On weakly countably determined Banach spaces

Abstract:

For a topological space $X$, let ${C_1}(X)$ denote the Banach space of all bounded functions $f:X \to {\mathbf {R}}$ such that for every $\varepsilon > 0$ the set $\{ x \in X:|f(x)| \geqslant \varepsilon \}$ is closed and discrete in $X$, endowed with the supremum norm. The main theorem is the following: Let $L$ be a weakly countably determined subset of a Banach space; then there exist a subset $\Sigma ’$ of the Baire space $\Sigma$, a compact space $K$, and a bounded linear one-to-one operator $T:C(L) \to {C_1}(\Sigma ’ \times K)$ that is pointwise to pointwise continuous. In the case where $L$ is weakly analytic, $\Sigma ’$ can be replaced by $\Sigma$. This theorem is connected with the basic result of Amir-Lindenstrauss on WCG Banach spaces and has corresponding consequences such as: the representation of Gulko (resp.

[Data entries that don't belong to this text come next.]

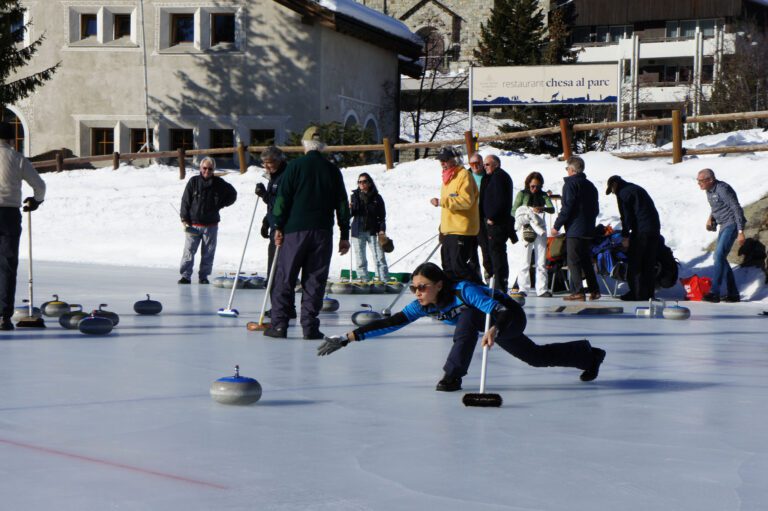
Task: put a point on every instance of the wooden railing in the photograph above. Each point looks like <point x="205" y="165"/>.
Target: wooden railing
<point x="565" y="130"/>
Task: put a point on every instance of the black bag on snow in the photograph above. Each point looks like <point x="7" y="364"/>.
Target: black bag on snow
<point x="666" y="266"/>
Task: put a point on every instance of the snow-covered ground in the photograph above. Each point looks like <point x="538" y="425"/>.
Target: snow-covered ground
<point x="674" y="421"/>
<point x="126" y="217"/>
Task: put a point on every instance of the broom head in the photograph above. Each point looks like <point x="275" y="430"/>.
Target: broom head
<point x="30" y="322"/>
<point x="256" y="327"/>
<point x="486" y="400"/>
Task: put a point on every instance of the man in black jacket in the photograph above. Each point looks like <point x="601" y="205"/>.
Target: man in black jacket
<point x="640" y="232"/>
<point x="495" y="216"/>
<point x="578" y="214"/>
<point x="274" y="162"/>
<point x="203" y="197"/>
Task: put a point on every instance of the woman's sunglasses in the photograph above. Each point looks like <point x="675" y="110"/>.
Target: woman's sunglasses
<point x="420" y="288"/>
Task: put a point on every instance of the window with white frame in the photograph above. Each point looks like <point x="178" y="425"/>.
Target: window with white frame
<point x="105" y="27"/>
<point x="199" y="29"/>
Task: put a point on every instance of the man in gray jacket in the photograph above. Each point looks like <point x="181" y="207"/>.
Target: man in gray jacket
<point x="14" y="168"/>
<point x="726" y="212"/>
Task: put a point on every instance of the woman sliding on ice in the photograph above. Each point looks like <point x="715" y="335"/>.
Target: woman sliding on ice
<point x="465" y="304"/>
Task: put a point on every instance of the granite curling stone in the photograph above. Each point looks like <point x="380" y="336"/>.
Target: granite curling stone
<point x="147" y="307"/>
<point x="236" y="390"/>
<point x="365" y="317"/>
<point x="95" y="325"/>
<point x="54" y="308"/>
<point x="70" y="320"/>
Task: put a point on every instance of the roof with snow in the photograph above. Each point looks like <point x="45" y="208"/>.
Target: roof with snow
<point x="357" y="20"/>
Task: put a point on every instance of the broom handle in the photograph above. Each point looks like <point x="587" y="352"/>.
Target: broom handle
<point x="485" y="348"/>
<point x="414" y="250"/>
<point x="242" y="257"/>
<point x="29" y="237"/>
<point x="269" y="285"/>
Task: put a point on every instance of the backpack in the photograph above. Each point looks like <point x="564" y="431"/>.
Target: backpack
<point x="666" y="266"/>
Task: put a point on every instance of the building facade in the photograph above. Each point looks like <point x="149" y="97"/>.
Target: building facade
<point x="668" y="54"/>
<point x="207" y="73"/>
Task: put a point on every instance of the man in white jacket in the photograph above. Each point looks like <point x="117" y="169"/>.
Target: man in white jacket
<point x="14" y="168"/>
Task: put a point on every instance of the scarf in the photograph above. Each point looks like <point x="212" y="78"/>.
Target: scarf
<point x="448" y="174"/>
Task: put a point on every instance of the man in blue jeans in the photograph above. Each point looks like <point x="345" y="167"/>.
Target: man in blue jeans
<point x="726" y="212"/>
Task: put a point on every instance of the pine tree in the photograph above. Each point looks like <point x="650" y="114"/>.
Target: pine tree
<point x="513" y="35"/>
<point x="14" y="55"/>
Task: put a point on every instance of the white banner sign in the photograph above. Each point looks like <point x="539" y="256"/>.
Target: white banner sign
<point x="538" y="85"/>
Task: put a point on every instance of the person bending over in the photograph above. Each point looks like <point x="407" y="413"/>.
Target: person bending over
<point x="465" y="304"/>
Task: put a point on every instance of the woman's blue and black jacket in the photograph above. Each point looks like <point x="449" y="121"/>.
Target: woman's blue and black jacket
<point x="467" y="295"/>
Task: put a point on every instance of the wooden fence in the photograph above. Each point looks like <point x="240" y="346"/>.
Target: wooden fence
<point x="564" y="129"/>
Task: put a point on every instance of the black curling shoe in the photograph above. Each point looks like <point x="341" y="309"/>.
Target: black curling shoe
<point x="591" y="373"/>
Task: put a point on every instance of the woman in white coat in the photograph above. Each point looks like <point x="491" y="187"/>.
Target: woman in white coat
<point x="530" y="206"/>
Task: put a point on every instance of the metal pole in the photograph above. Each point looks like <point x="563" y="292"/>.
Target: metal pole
<point x="147" y="143"/>
<point x="471" y="86"/>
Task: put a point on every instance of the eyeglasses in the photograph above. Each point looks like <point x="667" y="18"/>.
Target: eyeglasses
<point x="420" y="288"/>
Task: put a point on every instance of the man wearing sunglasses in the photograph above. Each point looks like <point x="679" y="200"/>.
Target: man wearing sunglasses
<point x="311" y="193"/>
<point x="459" y="218"/>
<point x="728" y="214"/>
<point x="204" y="196"/>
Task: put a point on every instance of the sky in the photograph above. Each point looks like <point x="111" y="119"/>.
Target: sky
<point x="128" y="217"/>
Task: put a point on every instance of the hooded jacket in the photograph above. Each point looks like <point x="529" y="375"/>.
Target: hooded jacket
<point x="203" y="198"/>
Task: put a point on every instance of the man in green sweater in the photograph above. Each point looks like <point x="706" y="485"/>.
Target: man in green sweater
<point x="310" y="192"/>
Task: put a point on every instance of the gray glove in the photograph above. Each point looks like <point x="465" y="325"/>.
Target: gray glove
<point x="332" y="344"/>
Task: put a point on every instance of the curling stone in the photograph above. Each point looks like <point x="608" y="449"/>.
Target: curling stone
<point x="147" y="307"/>
<point x="330" y="304"/>
<point x="518" y="297"/>
<point x="343" y="288"/>
<point x="22" y="311"/>
<point x="378" y="287"/>
<point x="236" y="390"/>
<point x="364" y="317"/>
<point x="643" y="312"/>
<point x="394" y="287"/>
<point x="69" y="320"/>
<point x="675" y="312"/>
<point x="256" y="282"/>
<point x="95" y="325"/>
<point x="100" y="313"/>
<point x="54" y="308"/>
<point x="361" y="288"/>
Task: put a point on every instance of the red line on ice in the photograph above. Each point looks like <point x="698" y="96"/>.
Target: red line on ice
<point x="140" y="470"/>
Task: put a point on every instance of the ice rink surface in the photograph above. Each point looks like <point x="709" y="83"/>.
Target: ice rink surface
<point x="676" y="420"/>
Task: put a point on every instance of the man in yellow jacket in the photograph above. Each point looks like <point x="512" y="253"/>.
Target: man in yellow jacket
<point x="459" y="218"/>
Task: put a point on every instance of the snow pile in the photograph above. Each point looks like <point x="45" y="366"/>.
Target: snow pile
<point x="127" y="218"/>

Talagrand) compact spaces as pointwise compact subsets of ${C_1}(\Sigma ’ \times K)$ (resp. ${C_1}(\Sigma \times K)$) (a compact space $\Omega$ is called Gulko or Talagrand compact if $C(\Omega )$ is WCD or a weakly $K$-analytic Banach space); the characterization of WCD (resp. weakly $K$-analytic) Banach spaces $E$, using one-to-one operators from ${E^{\ast }}$ into ${C_1}(\Sigma ’ \times K)$ (resp. ${C_1}(\Sigma \times K)$); and the existence of equivalent "good" norms on $E$ and ${E^{\ast }}$ simultaneously.